When treatment is staggered over time (some units get treated earlier than others), TWFE doesn’t estimate a clean average treatment effect, it’s “just” a weighted mix of many 2×2 DiD comparisons. Some of these comparisons are valid (like early-treated vs never-treated), but others are “forbidden” (late-treated units compared to already-treated ones), and these can bias results even if treatment effects are constant. The authors argue that the issue is not that TWFE is inherently broken per se, but that using a single dummy (0 = untreated, 1 = treated) assumes effects are the same everywhere and constant over time. We all know that’s rarely the case because real-world treatment effects fade in, fade out, or vary across groups. When we ignore this, TWFE gets it wrong.
Callaway and Sant’Anna (2021) breaks treatment effects into clean group-by-time contrasts and avoids problematic comparisons; Sun and Abraham (2021) is a regression-based version of that same logic; Borusyak et al. (2024) uses untreated and not-yet-treated units to impute what the treated group would have looked like without treatment; Matrix Completion (Athey et al. 2021) is a ML-based imputation method that fills in the untreated matrix using patterns over units and time; and Wooldridge’s Extended TWFE (2021) is a more flexible version of TWFE that interacts treatment with time and group indicators. On a funny note, I started my PhD in 2020 and all of this was published in the subsequent years. I still haven’t finished my PhD, so who knows what will happen in a year from now.
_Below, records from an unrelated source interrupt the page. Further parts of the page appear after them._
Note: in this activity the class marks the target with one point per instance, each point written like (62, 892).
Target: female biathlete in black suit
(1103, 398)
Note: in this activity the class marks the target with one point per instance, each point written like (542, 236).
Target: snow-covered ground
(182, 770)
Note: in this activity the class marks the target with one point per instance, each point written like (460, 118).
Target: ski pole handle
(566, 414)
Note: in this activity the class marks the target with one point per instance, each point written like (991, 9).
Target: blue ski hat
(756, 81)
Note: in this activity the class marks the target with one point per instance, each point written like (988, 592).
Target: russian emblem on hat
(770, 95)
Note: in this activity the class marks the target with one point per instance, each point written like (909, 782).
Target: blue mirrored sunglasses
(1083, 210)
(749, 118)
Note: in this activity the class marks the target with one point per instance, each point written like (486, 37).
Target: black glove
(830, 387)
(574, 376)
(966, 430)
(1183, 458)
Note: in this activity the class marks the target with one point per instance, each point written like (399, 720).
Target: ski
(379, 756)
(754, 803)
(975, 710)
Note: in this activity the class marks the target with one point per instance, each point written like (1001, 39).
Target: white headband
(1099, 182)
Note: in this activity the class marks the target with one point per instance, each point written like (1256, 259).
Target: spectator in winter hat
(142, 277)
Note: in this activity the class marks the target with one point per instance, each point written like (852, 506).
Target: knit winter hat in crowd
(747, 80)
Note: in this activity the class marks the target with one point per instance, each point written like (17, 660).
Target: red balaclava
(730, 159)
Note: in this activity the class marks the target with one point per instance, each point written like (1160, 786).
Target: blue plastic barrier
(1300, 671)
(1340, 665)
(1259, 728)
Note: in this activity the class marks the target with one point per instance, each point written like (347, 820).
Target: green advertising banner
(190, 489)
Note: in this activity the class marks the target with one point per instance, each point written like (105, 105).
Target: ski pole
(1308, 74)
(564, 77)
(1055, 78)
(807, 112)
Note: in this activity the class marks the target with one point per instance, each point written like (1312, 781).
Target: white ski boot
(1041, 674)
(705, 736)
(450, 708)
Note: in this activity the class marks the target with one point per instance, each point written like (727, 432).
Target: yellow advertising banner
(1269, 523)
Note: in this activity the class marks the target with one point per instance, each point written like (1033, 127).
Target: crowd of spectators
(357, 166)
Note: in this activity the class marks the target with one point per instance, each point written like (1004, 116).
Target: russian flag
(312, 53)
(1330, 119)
They simulate 6 realistic scenarios that vary along 4 dimensions: how treatment effects evolve (step, trend-break, inverted-U), whether effects differ across groups, whether units anticipate treatment, and whether treated and untreated units were on PT. For each setup, they look at two things: bias in the overall ATT estimate and bias in time-specific effects. TWFE works fine when effects are static and homogeneous, but once you introduce heterogeneity it breaks (unless you use event-time indicators). Even then, late-period bias can come in. The main finding is quite an intuitive one: no estimator is perfect, some are better with anticipation (Borusyak, Matrix Completion, ETWFE), others handle non-PT better (Callaway and Sant’Anna, Sun and Abraham). The right choice? As always, “it depends” (more specifically, it depends on what you’re most worried about).
“Violations of the parallel trends assumption appear to be more consequential than issues of treatment effect heterogeneity”.
I'm not sure whether you're doing reader requests for papers, but there was a recent synthetic control paper on textual analysis where I was very interested in the subject matter: https://www.journals.uchicago.edu/doi/abs/10.1086/722933?journalCode=jpe. All of the criticisms I could find of it seemed like they were in bad faith, and I don't know how sceptical to be of the results. I was going to discuss it in a recent talk, but in the end, I didn't feel I had enough of a statistics background to be able to opine.